# Odo aus Star Trek DS9: René Auberjonois mit 79 Jahren gestorben



## PCGH-Redaktion (9. Dezember 2019)

Jetzt ist Ihre Meinung gefragt zu *Odo aus Star Trek DS9: René Auberjonois mit 79 Jahren gestorben*

						Der US-amerikanische Schauspieler René Auberjonois erlag vergangenen Sonntag seinem Krebsleiden. Auberjonois wurde durch seine Rolle als Formwandler Odo bekannt, die er über sieben Staffeln in Star Trek: Deep Space Nine verkörpert hatte. Mit seinem Tod stirbt auch die Hoffnung auf ein Wiedersehen in Star Trek: Picard.

						Bitte beachten Sie: Der Kommentarbereich wird gemäß der Forenregeln moderiert. Allgemeine Fragen und Kritik zu Online-Artikeln von PC Games Hardware sind im Feedback-Unterforum zu veröffentlichen und nicht im Kommentarthread zu einer News. Dort werden sie ohne Nachfragen entfernt.

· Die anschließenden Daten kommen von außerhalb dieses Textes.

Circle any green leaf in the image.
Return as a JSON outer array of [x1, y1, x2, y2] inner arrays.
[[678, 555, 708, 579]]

			Dieser Inhalt steht nur eingeloggten Mitgliedern zur Verfügung.
        

 Zurück zum Artikel: *Odo aus Star Trek DS9: René Auberjonois mit 79 Jahren gestorben*


----------



## 3dfx01 (9. Dezember 2019)

*AW: Odo aus Star Trek DS9: René Auberjonois mit 79 Jahren gestorben*

Ohh, schade, er war einer meiner Lieblingsschauspieler in DS9. Ich mag die Rollen des lernenden der die Menschen ergründen will generell, also Spock, Data, der Doktor - später dann Seven(OfNine) und T'Pol.


----------



## HenneHuhn (9. Dezember 2019)

*AW: Odo aus Star Trek DS9: René Auberjonois mit 79 Jahren gestorben*

Sehr schade. Auch in Boston Legal fand ich ihn sehr gut. Aber primär ist er für mich natürlich auch Constable Odo gewesen.


----------



## Brexzidian7794 (9. Dezember 2019)

*AW: Odo aus Star Trek DS9: René Auberjonois mit 79 Jahren gestorben*

Lebewohl Formwandler Odo,und in welchem Universum du auch jetzt sein magst
mögest du dein Seelenfrieden finden.Ich werde ihn als Mensch und Schauspieler vermissen...RIP


----------



## MATRIX KILLER (9. Dezember 2019)

*AW: Odo aus Star Trek DS9: René Auberjonois mit 79 Jahren gestorben*

R.I.P.


----------



## T-MAXX (9. Dezember 2019)

*AW: Odo aus Star Trek DS9: René Auberjonois mit 79 Jahren gestorben*

Wieder stirbt ein Stück Star Trek Geschichte.
DS9 war  aufgestellt.
Ruhe in Frieden Odo...


----------



## Hornissentreiber (9. Dezember 2019)

*AW: Odo aus Star Trek DS9: René Auberjonois mit 79 Jahren gestorben*

R.I.P., René Auberjonois. Ich habe ihn, bzw. seine Rollo Odo sehr gemocht. Es hatte in DS9 die vielleicht schwierigste schauspielerische Aufgabe zu bewältigen. Diese glatte, konturlose Gummimaske muss es ihm ungeheuer schwer gemacht haben, trotzdem Emotionen rüber zu bringen und ich finde, er hat das durchaus hinbekommen. Mein Respekt für diese Leistung und mein Beileid für seine Familie.


----------



## TomatenKenny (9. Dezember 2019)

*AW: Odo aus Star Trek DS9: René Auberjonois mit 79 Jahren gestorben*

letztens noch alle DS9 Staffeln geschaut.. 

R.I.P. Odo


----------



## Cosmas (9. Dezember 2019)

*AW: Odo aus Star Trek DS9: René Auberjonois mit 79 Jahren gestorben*

Wenigstens konnten STO Spieler ihn noch einmal "in Aktion" erleben. 

R.I.P. Odo

Und danke, @Terror, das ist ne gute Idee.


----------



## Fox-RLP- (10. Dezember 2019)

*AW: Odo aus Star Trek DS9: René Auberjonois mit 79 Jahren gestorben*

Rest in Peace Odo!!!


----------



## Johnny05 (10. Dezember 2019)

*AW: Odo aus Star Trek DS9: René Auberjonois mit 79 Jahren gestorben*

Und wieder ist ein wichtiger Star - Trek Charakter von Uns gegangen ..... Odo war neben Elim Garak und Quark einer meiner Lieblingscharaktere im Star - Trek Universum (nein , die JarJar Abrams Müllwerke gehören für mich nicht dazu ).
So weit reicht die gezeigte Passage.